De geschreven letter en de gedrukte typografie bewijzen sinds eeuwen dat het fijne, beheerste spel van diverse lettertypes, van verhouding van wit en beschreven of bedrukte ruimte, van marges en interliniëring een echte kunst is. Bij het schrijven of drukken gaat het altijd om letter en beeld. Er komen plastische elementen tot stand. Ze hebben een materieel nut en worden verrijkt met een geestelijke betekenis. Een tekst wordt opgebouwd met tekens, met letters dus, die uitsluitend terwille van hun betekenis in het leven geroepen zijn.
Een tekst is overigens ook een teken. Want letters worden woorden, woorden worden regels, regels worden pagina's. De veredeling van de uiterlijke vorm door die betekenis, zou men de architectuur van de tekst kunnen noemen. Deze opbouw moet er vooral voor zorgen dat alle samenstellende delen - pagina's, regels, letters - elk in en door hun eigen vormelijkheid en door hun uitdrukkingskracht getuigenis afleggen van hun louter materiële functie. Deze opbouw gebeurt bewust, berekenend, minutieus en uitgaande van een door gevoel gedreven intellect dat het zo wil en niet anders.
Een streepje kan zich kenmerken tot een bewust streepje. Een letter moet karakter hebben, maar ook lichaam en moet bovendien functioneel zijn, dus leesbaar. De reeksen letters moeten gave regels worden, de volgeschreven pagina moet een geheel vertonen. Alle onderdelen moeten uiteindelijk tot één uitdrukkingsvorm komen. In beginsel kan dat alleen door het scheppen, stimuleren maar ook eerbiedigen van de vormgeving onderling. De opbouw van een tekst is het resultaat van een kwantitatieve ruimtelijke relatie en vooral correlatie.

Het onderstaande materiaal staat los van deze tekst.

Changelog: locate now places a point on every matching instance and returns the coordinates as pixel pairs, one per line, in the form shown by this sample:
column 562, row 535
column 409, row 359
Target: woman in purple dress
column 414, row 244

De letter is een vlakverbreker. Plastisch verbreekt de letter de eenheid van oppervlakte. Picturaal onderbreekt de letter de onbetreden eenheid van volheid of leegte. Doordat de letter wordt neergeschreven, bestaat zij, maar begrenst zij meteen zichzelf, drukt zij haar functie uit en wordt teken. De lettersnijders uit alle tijden hebben deze wezenheid van de letter als teken in hun alfabetten ingebouwd en uitgedrukt. Hedendaagse kalligrafie, typografie, belettering in het algemeen kennen en waarderen deze tekenfunctie en de psychologische trefkracht van de letter.
Strepen en halen vormen letters. Letters nemen een deel van de ruimte in. Letters zijn eindig en geïsoleerd. Daarom staan ze ook functioneel in de hen omringende ruimte. De spatie in, om en tussen de letters is dus even functioneel als het letterlichaam zelf en even essentieel voor de tekenfunctie en de expressiekracht ervan. Dit hele, vaak subtiele spel van spanningen en verhoudingen wordt voor elke tekst opnieuw en van de grond af gespeeld. Maat en harmonie zijn de richtingwijzers. Kalligrafie, typografie zijn een kunst van het zuivere, strenge, speelse, klassieke of moderne afwegen van ruimtelijke spanningen, de toverstaf die de maat aangeeft.
Kalligrafen zijn de meesters van de letters; zij zijn de letters ook meester; zij hebben ze in hun vingers en schrijven ze uit - naarstig, beheerst of vlug, letters in hun zuivere uiterlijk of uitgewerkt met lange halen en kleine versieringen. Kalligrafen zorgen ervoor dat teksten blijven bestaan; zij schrijven geschiedenis en werken aan de opbouw van een cultuur.